Ia berpendapat bahwa perbuatan dzalim hanya dilakukan oleh orang yang
bodoh dan tidak sempurna, sedangkan Tuhan jauh dari keadaan yang demikian.

4) Abu Hasyim al-Jubba’i (849/235 H di Khuzestan ,Iran - 915 M/ 303 H di Basra


Iran ).
Al-Jubba’I ialah guru Abu Hasan al- Asy’ari pendiri aliran Asy’ariah.
Pendapatnya yang masyhur adalah mengenai kalam Allah, sifat Allah, kewajiban
manusia, dan daya akal. Ia mengatakan bahwa Allah tidak mempunyai sifat.

5) Al-Jahiz (781 M /160 H di Basra,Irak sampai 868 M di Basra, Irak)


Al- Jahiz Abu Usman bin Bahar mengemukakan paham kepercayaan akan
hukum alam (naturalism) yang oleh aliran Mu’tazilah disebut Sunatullah. Ia
menjelaskan bahwa perbuatan-perbuatan manusia tidaklah sepenuhnya
diwujudkan oleh manusia itu sendiri, melainkan ada pengaruh hukum alam.

6) Mu’amar bin Abbad (728 sampai 824 M)


Pendapatnya tentang kepercayan pada hukum alam dan pendapatnya ini
sama dengan pendapat Al-Jahiz. Ia mengatakan bahwa Tuhan hanya menciptakan
benda-benda materi.

Adapun sesuatu yang datang pada benda-benda itu adalah hasil dari
hukum alam. Contohnya, jika sebuah batu dilontarkan ke air maka gelombang air
yang dihasilkan oleh batu yang dilempar merupakan hasil dari kreasi batu itu
sendiri bukan hasil ciptaan atau kehendak Tuhan.

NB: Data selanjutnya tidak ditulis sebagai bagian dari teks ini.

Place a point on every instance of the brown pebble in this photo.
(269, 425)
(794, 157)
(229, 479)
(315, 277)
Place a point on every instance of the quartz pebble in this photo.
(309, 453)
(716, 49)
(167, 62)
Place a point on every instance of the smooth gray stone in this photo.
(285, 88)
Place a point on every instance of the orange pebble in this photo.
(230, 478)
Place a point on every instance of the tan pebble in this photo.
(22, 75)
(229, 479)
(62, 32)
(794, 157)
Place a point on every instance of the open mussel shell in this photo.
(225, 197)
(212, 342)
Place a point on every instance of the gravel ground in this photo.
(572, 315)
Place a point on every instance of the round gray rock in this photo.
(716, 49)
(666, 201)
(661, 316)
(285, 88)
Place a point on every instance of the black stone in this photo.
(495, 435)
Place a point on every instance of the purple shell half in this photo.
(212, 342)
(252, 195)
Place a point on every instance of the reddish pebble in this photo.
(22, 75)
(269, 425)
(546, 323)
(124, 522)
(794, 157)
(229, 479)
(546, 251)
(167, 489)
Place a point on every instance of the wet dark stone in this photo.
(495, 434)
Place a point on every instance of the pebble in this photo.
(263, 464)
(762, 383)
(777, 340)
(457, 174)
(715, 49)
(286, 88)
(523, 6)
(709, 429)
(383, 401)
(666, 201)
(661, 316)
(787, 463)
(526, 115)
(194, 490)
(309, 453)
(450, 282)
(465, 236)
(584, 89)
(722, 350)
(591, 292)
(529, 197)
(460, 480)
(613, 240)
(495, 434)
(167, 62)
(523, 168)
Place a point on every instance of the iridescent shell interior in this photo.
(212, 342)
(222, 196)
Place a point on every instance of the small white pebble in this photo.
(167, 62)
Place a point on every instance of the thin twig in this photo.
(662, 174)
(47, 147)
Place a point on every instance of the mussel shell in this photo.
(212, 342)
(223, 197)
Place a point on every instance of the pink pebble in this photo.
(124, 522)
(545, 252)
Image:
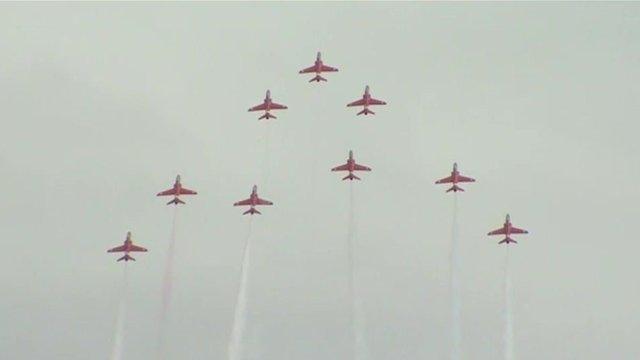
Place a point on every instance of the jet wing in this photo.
(308, 70)
(243, 202)
(465, 179)
(184, 191)
(277, 106)
(373, 101)
(515, 230)
(262, 106)
(137, 248)
(357, 103)
(344, 167)
(448, 179)
(167, 192)
(120, 248)
(361, 167)
(500, 231)
(326, 68)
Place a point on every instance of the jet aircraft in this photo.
(507, 229)
(351, 166)
(454, 179)
(176, 191)
(267, 105)
(127, 248)
(253, 201)
(318, 68)
(366, 101)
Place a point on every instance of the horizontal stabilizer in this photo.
(318, 78)
(176, 201)
(267, 116)
(126, 257)
(351, 176)
(252, 211)
(455, 188)
(366, 111)
(507, 241)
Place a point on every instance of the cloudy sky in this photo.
(101, 105)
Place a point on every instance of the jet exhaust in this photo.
(235, 349)
(357, 321)
(118, 337)
(167, 285)
(508, 317)
(456, 332)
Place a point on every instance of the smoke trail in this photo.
(167, 284)
(357, 322)
(235, 350)
(266, 155)
(508, 319)
(118, 337)
(456, 334)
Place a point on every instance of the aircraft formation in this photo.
(268, 105)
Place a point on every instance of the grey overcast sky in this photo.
(101, 105)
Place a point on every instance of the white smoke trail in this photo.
(235, 349)
(167, 285)
(357, 321)
(508, 318)
(118, 337)
(266, 155)
(456, 333)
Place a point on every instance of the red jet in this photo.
(267, 105)
(318, 68)
(351, 166)
(508, 229)
(127, 248)
(253, 201)
(366, 101)
(454, 179)
(176, 191)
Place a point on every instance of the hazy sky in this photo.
(101, 105)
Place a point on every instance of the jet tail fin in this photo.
(267, 115)
(507, 241)
(455, 188)
(252, 211)
(176, 200)
(318, 78)
(351, 176)
(126, 257)
(366, 111)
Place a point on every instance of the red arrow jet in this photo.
(253, 201)
(127, 248)
(267, 105)
(351, 166)
(366, 101)
(318, 68)
(176, 191)
(454, 179)
(508, 229)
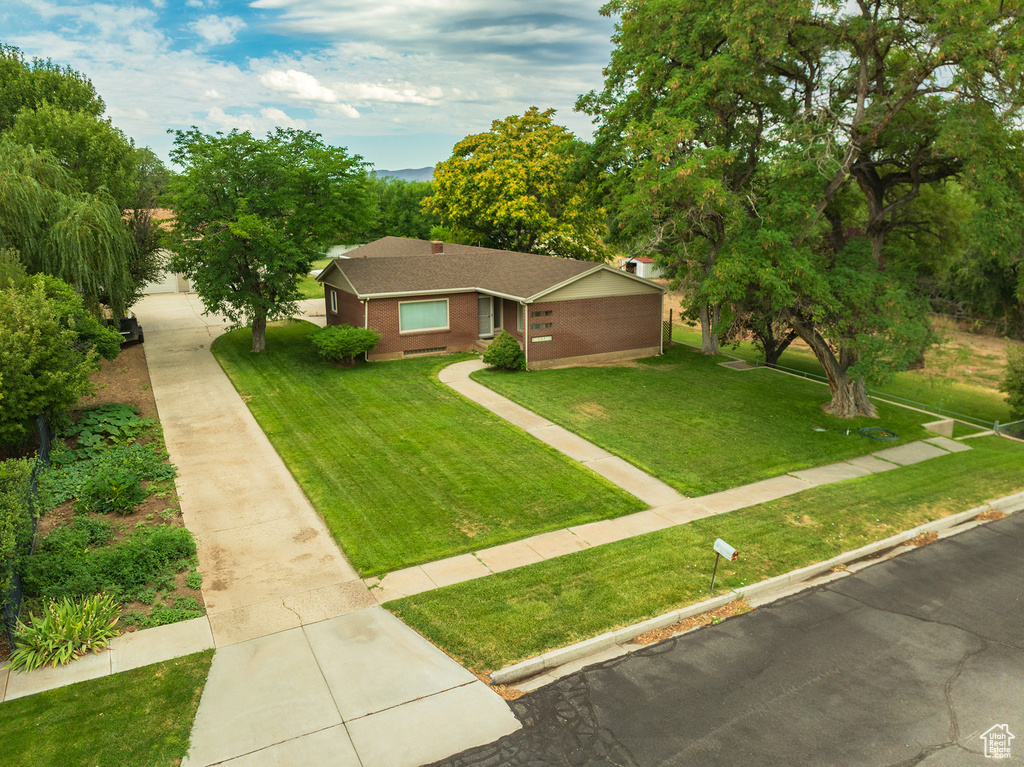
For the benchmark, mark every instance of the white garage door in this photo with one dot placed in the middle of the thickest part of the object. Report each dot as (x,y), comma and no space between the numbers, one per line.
(168,283)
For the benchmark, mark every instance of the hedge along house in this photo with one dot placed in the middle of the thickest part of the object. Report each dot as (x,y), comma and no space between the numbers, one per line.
(427,298)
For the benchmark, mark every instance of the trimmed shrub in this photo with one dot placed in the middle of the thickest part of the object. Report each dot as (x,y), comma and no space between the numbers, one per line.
(66,630)
(1013,381)
(505,352)
(342,343)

7) Bisyr al- Mu’tamir (767 M /150 H di Merv sampai 841 M/ 227 H di Baghdad )
Ajarannya yang penting menyangkut pertanggungjawaban perbuatan
manusia. Seorang yang berdosa besar kemudian bertobat, lalu mengulangi lagi
perbuatan dosa besar, akan mendapan siksa ganda, meskipun ia telah bertobat
atas dosa besarnya yang terdahulu.

8) Abu Musa al-Mudrar


Al- Mudrar dianggap sebagai pemimpin Mu’tazilah yang sangat ekstrim,
karena pendapatnya yang mudah mengkafirkan orang lain. Menurut Asy
Syahrastani, Al-Mudrar menuduh semua orang kafir yang mempercayai
keqadiman Al-qur’an. Al Mudrar juga mengatakan bahwa di akhirat Allah tidak
dapat dilihat.
Ajaran Mu’tazilah pada dasarnya adalah lebih mengedepankan akal dari
pada wahyu, sehingga mereka mengandalkan rasionalitas. Dan pada faktanya
didalam diri aliran mereka sendiri banyak sekali perbedaan pandangan pokok.
Dan itu salah satu bukti bahwa dokktrin dan pandangan mereka bisa dikatakan
sesat dan menyesatkan. Seperti pandangan bahwa semua perbuatan manusia
tidak ada sangkut pautnya dengan Tuhan.